Met de afstandsbediening in haar hand blijft ze op de bank zitten. Ze voelt zich niet op haar gemak in dit huis, dat ze ooit zo gezellig vond. Waarin ze zich thuis voelde en dat haar nu op een bijna vijandige manier laat voelen dat ze er niets te zoeken heeft.

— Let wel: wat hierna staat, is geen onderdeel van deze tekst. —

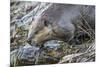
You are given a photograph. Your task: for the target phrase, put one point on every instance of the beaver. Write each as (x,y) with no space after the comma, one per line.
(55,23)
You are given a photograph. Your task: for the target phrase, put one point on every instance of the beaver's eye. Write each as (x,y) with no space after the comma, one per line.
(46,23)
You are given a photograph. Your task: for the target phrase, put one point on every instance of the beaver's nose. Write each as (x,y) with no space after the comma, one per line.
(29,41)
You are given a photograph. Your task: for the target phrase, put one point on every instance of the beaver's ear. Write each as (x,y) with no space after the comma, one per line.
(46,23)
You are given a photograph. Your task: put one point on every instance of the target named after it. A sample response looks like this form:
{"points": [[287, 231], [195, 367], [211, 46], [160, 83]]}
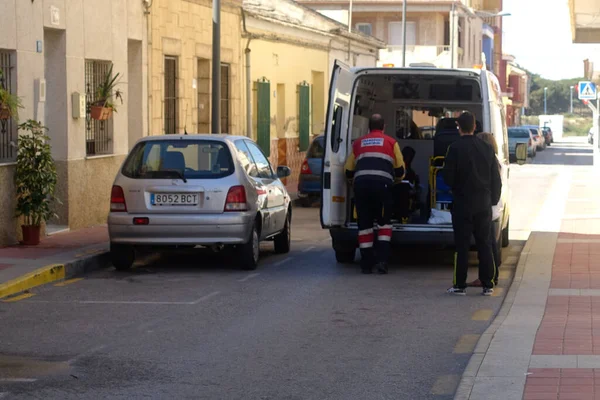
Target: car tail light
{"points": [[305, 170], [117, 200], [236, 199]]}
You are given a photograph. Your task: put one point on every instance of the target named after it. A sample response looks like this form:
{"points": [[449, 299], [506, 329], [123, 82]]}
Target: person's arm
{"points": [[450, 170], [399, 169], [350, 165], [496, 182]]}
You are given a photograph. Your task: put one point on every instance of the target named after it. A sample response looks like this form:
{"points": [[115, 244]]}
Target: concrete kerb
{"points": [[467, 382], [53, 273]]}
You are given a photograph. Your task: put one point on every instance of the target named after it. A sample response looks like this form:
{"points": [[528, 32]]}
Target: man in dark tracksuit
{"points": [[471, 170], [373, 163]]}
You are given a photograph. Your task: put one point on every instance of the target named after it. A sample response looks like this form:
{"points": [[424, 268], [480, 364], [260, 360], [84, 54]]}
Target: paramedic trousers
{"points": [[467, 224], [374, 204]]}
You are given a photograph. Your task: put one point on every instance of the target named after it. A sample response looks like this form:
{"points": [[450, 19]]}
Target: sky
{"points": [[538, 34]]}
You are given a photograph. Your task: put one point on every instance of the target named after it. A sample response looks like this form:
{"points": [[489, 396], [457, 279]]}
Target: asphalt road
{"points": [[190, 326]]}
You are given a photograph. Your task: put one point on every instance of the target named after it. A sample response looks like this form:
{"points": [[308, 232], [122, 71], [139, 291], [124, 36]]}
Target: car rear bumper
{"points": [[226, 228]]}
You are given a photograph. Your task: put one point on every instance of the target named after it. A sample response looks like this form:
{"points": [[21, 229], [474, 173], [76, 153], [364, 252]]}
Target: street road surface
{"points": [[301, 326]]}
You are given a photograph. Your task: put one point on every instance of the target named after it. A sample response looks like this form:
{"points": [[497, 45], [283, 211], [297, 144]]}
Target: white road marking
{"points": [[204, 298], [248, 277], [278, 263]]}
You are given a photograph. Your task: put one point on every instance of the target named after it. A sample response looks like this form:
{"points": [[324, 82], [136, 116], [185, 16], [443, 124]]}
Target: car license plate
{"points": [[174, 199]]}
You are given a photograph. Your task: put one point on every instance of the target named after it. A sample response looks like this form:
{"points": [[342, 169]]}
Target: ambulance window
{"points": [[336, 128]]}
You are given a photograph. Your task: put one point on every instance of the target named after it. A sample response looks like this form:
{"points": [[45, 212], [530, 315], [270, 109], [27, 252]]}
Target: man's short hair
{"points": [[466, 122], [376, 123]]}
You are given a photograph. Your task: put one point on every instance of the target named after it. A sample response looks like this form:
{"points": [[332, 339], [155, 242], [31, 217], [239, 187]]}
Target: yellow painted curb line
{"points": [[47, 274]]}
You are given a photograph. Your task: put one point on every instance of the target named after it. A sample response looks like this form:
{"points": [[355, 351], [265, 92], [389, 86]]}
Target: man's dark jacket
{"points": [[471, 170]]}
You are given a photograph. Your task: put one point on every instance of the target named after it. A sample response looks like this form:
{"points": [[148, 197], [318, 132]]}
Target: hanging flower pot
{"points": [[31, 235], [101, 113]]}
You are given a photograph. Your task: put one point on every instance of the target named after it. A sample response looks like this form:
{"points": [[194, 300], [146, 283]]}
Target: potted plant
{"points": [[9, 103], [104, 105], [35, 180]]}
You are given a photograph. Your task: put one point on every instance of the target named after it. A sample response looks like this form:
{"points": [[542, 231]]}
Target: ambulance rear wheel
{"points": [[345, 256]]}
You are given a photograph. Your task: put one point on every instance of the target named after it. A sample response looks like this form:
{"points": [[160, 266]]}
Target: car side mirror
{"points": [[521, 153], [283, 171]]}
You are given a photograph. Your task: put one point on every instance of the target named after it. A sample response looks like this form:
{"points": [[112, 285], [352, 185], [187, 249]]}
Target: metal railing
{"points": [[8, 129], [98, 134]]}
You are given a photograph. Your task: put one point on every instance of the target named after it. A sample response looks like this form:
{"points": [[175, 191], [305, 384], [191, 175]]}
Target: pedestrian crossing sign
{"points": [[587, 91]]}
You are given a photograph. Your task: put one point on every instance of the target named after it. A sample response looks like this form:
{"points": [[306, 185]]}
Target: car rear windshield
{"points": [[518, 133], [172, 159], [316, 149]]}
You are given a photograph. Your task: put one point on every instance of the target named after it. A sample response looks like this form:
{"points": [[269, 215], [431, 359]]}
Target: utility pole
{"points": [[215, 121], [571, 94], [350, 16], [404, 33]]}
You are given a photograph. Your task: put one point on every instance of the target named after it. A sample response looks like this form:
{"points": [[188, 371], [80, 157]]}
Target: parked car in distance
{"points": [[520, 135], [547, 132], [187, 190], [309, 182], [538, 137]]}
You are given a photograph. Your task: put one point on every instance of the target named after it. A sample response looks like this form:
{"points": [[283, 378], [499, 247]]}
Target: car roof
{"points": [[194, 136]]}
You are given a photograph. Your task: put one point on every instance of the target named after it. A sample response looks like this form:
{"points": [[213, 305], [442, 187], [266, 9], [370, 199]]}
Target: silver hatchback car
{"points": [[189, 190]]}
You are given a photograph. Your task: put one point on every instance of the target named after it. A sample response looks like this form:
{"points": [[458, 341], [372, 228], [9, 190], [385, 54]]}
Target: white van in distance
{"points": [[407, 98]]}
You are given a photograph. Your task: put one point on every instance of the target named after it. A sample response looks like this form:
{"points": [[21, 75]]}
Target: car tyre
{"points": [[283, 241], [505, 235], [122, 256], [345, 256], [249, 252]]}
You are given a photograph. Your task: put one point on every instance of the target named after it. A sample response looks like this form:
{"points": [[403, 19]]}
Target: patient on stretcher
{"points": [[406, 193]]}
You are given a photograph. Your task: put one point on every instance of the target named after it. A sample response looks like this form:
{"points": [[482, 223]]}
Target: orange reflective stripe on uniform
{"points": [[365, 238], [384, 233]]}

De kilheid van de kamers heeft te maken met de afwezigheid van boeketten. Carien heeft nooit iemand ontmoet met zo’n feilloze smaak voor kleuren als Simone, zo’n zeldzaam vermogen om bloemen bij elkaar te zoeken en te mengen met takken van heesters en struiken die in de tuin groeien. Ieder boeket een stilleven dat erom vroeg geschilderd te worden. Er moet een legioen lege vazen op de kelderplanken staan. Die ook ergens naartoe moeten, realiseert ze zich nu.
Elk meubelstuk, boek, schilderij, tafeltje, kastje, en erger nog, de inhoud van iedere kastplank en iedere lade, alles wat in dit grote huis een plek heeft gevonden, zal over een paar weken verdwenen moeten zijn. Dat is de enige reden waarom ze hier is.